Numerical optimization of topological photonic waveguides

The integration of topological concepts from condensed matter physics into photonics has sparked a new era of innovation in the design of photonic waveguides. These topological photonic waveguides offer a unique solution for efficiently routing light around corners while minimizing backscattering losses. They have found applications across various platforms, including “on-chip" configurations, making them ideal for integrated optical systems. This thesis explores the ability of numerical optimization of topological photonic waveguides to optimize their coupling with other optical components, including non-topological waveguides. To achieve this, we employ MEEP, a versatile and open-source electromagnetics solver, and leverage advanced numerical optimization techniques, such as adjoint optimization.

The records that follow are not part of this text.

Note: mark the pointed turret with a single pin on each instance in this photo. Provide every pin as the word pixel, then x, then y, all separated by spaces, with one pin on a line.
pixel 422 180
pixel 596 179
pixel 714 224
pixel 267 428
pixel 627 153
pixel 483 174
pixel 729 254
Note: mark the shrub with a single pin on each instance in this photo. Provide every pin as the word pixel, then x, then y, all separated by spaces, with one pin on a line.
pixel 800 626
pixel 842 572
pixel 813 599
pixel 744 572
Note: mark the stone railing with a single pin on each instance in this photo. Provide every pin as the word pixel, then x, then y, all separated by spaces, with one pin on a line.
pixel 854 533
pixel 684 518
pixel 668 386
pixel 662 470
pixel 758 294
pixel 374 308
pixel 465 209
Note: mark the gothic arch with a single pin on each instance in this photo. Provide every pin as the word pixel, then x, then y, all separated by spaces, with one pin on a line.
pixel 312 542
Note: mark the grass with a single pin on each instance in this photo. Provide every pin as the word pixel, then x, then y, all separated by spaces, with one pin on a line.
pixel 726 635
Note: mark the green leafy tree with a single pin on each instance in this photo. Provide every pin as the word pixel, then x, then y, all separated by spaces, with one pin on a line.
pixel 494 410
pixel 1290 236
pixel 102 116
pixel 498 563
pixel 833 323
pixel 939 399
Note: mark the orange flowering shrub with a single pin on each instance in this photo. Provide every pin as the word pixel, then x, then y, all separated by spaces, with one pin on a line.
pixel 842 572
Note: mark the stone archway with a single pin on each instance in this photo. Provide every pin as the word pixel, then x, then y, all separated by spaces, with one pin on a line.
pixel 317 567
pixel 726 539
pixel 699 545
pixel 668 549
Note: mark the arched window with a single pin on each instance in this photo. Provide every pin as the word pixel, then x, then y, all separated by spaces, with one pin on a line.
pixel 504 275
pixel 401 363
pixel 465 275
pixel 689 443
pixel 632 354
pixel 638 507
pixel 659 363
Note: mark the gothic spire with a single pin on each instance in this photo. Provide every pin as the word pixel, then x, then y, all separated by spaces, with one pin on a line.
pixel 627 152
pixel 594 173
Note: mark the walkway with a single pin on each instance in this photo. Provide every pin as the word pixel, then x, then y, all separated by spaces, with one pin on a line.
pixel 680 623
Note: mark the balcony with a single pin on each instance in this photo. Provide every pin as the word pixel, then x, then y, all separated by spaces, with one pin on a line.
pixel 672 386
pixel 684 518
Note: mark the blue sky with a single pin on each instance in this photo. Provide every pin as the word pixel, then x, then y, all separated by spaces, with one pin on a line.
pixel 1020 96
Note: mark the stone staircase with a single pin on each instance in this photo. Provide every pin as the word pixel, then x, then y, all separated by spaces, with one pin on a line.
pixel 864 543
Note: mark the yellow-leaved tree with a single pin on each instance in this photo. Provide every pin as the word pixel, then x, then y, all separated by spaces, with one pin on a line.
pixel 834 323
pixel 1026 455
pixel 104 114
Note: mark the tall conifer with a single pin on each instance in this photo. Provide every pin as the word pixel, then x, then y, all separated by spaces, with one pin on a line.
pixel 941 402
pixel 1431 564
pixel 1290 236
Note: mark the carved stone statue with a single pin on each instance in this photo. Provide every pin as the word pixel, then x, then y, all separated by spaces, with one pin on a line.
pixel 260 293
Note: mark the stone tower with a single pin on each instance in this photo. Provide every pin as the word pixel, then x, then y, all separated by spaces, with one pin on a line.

Our research delves into the intricate interplay between topological waveguides and their integration with conventional counterparts. We aim to uncover the optimal configurations, geometries, and parameters that yield the most efficient and effective coupling between these different waveguide types. By doing so, we seek to enhance the performance and functionality of integrated optical systems, ultimately paving the way for more advanced and versatile photonic devices. Through rigorous simulation, analysis, and optimization, this work contributes to the ever-expanding realm of photonic technology, offering a deeper understanding of topological waveguides and their seamless integration into practical optical applications. The results presented herein have the potential to significantly impact the development of future photonic devices and systems, driving the boundaries of what is achievable in the field of integrated optics.